Tuesday, January 13, 2026

Putting God First

 The first of the Ten Commandments is God’s invitation for us to know Him.  “You shall have no other gods before me,” (Exodus 20:3). This is amazing. The creator of the universe wants to have a personal relationship with us in which He alone takes first place.  If He is not first in our life, He is not God. Everything starts here.  Life comes into focus when God becomes the priority of our life.

 Sometimes we are drawn away from God by personal pleasures. Sometimes we are drawn away by things that simply make us too busy for God.  We think we know what is best and we pursue our goals and dreams without taking time to submit those goals and dreams to God.  

 Peter discovered that putting God first meant surrendering his personal prejudices.  Following a vision on a rooftop in Joppa in which God instructed him not to consider anything unclean that God had declared clean, Peter was invited to visit a Roman Centurion in Caesarea. When he arrived, the Centurion had assembled his family and friends to welcome Peter.  Peter said, “You yourselves know how unlawful it is for a man who is a Jew to associate with a foreigner or to visit him; and yet God has shown me that I should not call any man unholy or unclean,” (Acts 10:28).  After Peter explained to them what God had done in Jesus Christ, they immediately trusted Christ, received the Holy Spirit and were baptized.  When Peter shared this experience at the Jerusalem Council in Acts 15, the early church immediately opened its doors to receive believers from all nations.

 We are living in a day when racial, religious and cultural prejudice have become widespread.
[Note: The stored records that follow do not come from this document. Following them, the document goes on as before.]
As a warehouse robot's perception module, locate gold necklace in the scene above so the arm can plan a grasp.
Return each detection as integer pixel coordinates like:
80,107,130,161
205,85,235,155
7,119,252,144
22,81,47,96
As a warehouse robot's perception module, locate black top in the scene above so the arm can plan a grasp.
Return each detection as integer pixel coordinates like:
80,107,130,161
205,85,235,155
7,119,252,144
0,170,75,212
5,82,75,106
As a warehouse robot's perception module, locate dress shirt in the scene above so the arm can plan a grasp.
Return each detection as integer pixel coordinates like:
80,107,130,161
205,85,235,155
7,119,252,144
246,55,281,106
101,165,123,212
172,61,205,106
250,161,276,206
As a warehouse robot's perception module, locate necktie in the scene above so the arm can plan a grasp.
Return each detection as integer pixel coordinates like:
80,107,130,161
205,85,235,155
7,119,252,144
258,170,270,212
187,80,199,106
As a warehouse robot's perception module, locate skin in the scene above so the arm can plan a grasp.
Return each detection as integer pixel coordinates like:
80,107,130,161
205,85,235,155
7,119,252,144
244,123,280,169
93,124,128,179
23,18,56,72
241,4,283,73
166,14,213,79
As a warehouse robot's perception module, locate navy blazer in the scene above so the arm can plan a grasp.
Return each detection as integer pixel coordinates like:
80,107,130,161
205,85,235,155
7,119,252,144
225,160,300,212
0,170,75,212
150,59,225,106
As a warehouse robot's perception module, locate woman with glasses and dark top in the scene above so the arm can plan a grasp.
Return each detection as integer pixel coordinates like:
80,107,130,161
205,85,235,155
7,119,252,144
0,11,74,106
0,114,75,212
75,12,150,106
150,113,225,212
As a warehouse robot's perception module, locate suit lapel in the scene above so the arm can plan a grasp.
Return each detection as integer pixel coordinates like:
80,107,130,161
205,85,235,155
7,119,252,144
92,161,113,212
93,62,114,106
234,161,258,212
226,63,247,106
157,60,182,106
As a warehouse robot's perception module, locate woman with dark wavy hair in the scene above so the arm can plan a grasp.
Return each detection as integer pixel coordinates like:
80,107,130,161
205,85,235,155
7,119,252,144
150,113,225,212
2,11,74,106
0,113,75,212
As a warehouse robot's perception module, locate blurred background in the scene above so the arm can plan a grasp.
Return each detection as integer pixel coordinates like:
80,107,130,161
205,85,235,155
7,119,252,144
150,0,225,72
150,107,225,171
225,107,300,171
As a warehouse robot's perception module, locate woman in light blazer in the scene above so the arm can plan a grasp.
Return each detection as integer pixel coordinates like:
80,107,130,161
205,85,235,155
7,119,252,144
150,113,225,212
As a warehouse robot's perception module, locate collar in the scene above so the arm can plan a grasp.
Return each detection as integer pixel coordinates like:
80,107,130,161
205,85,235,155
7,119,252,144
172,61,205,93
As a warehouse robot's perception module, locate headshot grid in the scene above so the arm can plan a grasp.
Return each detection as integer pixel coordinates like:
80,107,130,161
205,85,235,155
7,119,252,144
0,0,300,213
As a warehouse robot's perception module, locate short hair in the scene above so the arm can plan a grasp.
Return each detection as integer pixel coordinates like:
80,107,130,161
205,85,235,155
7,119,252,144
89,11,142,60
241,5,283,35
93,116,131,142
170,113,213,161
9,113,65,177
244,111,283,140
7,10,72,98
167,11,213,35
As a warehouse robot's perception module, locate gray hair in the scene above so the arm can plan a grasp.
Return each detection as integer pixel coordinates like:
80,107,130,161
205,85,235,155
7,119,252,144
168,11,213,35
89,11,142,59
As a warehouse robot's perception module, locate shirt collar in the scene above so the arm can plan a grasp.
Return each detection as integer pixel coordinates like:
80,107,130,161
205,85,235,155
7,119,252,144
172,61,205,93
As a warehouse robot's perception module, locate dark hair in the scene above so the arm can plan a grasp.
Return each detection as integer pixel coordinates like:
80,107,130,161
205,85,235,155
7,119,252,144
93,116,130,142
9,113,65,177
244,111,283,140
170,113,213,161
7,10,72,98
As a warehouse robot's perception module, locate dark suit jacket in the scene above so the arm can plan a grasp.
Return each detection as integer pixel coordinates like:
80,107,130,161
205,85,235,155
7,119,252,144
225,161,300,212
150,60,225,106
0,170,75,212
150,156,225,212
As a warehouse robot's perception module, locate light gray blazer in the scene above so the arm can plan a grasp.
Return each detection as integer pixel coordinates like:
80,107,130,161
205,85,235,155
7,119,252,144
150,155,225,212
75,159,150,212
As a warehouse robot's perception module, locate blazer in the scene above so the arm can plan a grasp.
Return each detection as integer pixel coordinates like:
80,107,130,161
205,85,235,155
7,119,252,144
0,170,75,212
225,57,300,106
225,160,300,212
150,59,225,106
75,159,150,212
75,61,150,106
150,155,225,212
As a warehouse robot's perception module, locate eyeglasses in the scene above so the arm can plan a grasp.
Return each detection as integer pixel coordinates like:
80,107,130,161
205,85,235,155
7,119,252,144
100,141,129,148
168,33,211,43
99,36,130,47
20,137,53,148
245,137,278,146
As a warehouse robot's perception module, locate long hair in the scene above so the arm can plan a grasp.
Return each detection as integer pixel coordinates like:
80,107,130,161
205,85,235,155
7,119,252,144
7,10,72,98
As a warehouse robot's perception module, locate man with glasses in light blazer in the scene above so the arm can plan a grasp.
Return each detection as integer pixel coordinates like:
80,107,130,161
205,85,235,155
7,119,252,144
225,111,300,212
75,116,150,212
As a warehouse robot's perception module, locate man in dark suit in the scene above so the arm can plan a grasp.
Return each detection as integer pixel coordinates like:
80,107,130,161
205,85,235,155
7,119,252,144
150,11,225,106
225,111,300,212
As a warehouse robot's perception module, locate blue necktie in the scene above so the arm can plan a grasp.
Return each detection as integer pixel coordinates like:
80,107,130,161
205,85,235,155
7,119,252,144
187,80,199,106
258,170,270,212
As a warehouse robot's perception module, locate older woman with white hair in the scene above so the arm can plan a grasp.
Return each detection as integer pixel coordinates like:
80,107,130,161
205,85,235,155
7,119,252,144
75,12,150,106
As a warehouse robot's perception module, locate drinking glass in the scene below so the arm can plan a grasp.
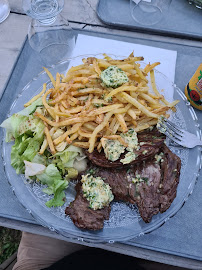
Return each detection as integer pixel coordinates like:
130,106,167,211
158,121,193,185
0,0,10,23
130,0,172,25
23,0,75,66
189,0,202,9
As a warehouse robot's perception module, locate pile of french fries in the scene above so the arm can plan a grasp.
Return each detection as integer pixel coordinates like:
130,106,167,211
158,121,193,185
25,53,178,154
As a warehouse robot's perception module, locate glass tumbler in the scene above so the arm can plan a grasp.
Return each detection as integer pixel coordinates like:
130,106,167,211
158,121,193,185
0,0,10,23
23,0,75,66
130,0,172,26
189,0,202,9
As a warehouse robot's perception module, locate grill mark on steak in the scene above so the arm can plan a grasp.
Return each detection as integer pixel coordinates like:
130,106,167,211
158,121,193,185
160,145,181,213
65,182,111,230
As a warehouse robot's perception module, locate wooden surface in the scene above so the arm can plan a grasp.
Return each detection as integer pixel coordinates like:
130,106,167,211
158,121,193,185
0,0,202,269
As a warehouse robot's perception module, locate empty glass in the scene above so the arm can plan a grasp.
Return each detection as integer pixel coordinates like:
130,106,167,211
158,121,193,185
130,0,172,25
189,0,202,9
0,0,10,23
23,0,75,66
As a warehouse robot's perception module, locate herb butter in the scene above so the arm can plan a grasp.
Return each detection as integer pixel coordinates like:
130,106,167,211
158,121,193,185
81,174,114,210
101,138,125,161
120,128,140,151
100,66,128,88
120,151,137,164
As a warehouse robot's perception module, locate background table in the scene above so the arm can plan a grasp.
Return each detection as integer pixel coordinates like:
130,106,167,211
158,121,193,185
0,0,202,269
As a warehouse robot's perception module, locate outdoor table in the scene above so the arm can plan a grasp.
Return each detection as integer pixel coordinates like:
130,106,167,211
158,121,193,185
0,0,202,269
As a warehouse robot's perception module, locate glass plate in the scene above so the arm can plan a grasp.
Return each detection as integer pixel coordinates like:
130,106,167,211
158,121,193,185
2,55,201,243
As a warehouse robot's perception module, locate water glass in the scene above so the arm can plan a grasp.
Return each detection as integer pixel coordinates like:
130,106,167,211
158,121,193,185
130,0,172,26
23,0,75,66
0,0,10,23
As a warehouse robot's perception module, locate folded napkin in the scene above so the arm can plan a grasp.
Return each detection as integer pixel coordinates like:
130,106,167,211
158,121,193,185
68,35,177,101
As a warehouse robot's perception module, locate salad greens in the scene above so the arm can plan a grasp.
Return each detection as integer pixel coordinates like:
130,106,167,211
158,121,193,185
0,98,86,207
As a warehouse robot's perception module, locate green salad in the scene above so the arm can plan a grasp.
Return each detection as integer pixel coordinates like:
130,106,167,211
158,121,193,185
0,98,87,207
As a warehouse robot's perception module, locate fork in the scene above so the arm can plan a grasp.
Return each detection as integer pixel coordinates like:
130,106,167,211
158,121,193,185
157,118,202,148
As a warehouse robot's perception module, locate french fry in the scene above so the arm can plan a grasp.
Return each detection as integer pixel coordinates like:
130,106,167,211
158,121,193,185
88,112,113,153
144,62,160,73
43,67,56,87
29,53,178,154
115,113,128,133
24,83,46,107
34,112,94,127
39,138,48,155
121,93,159,118
53,123,82,145
44,127,56,155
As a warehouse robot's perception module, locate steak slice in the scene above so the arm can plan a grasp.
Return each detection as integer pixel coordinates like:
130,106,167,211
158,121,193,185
85,129,165,168
136,145,181,223
87,142,181,223
65,183,111,230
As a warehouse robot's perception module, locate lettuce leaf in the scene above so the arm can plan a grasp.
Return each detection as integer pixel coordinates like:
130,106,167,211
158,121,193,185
53,145,85,174
37,164,68,207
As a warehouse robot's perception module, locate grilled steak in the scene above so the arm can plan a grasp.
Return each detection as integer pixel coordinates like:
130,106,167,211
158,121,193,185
65,129,181,230
84,144,181,222
65,183,111,230
86,129,165,168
If we put God first, like Peter, we must surrender our prejudices and accept others who differ in language, culture and ethniciy.

 The best-known Christian hymn of all time is Amazing Grace. It is the one hymn that is almost universally known and sung. We all know the lyrics, “I once was lost, but now am found, was blind, but know I see.” The song was written by John Newton, who captained several slave ships, and invested in slavery until he came to faith in Christ.  When God became first in his life, he renounced his former life, became an evangelical pastor and a staunch abolitionist.  We cannot obey the first commandment without surrendering our prejudices.  

 John wrote, “If someone says, “I love God,” and hates his brother, he is a liar; for the one who does not love his brother whom he has seen, cannot love God whom he has not seen,” (1 John 4:20).

 Jesus set the example.  He purposely entered Samaria and welcomed the adulterous Samaritan woman.  He accepted lepers, tax collectors, and said of a Roman centurion, “I have not seen such faith in all of Israel.”  In The Revelation, John described Heaven, “After these things I looked, and behold, a great multitude which no one could count, from every nation and all tribes and peoples and tongues, standing before the throne and before the Lamb,” (Revelation 7:9).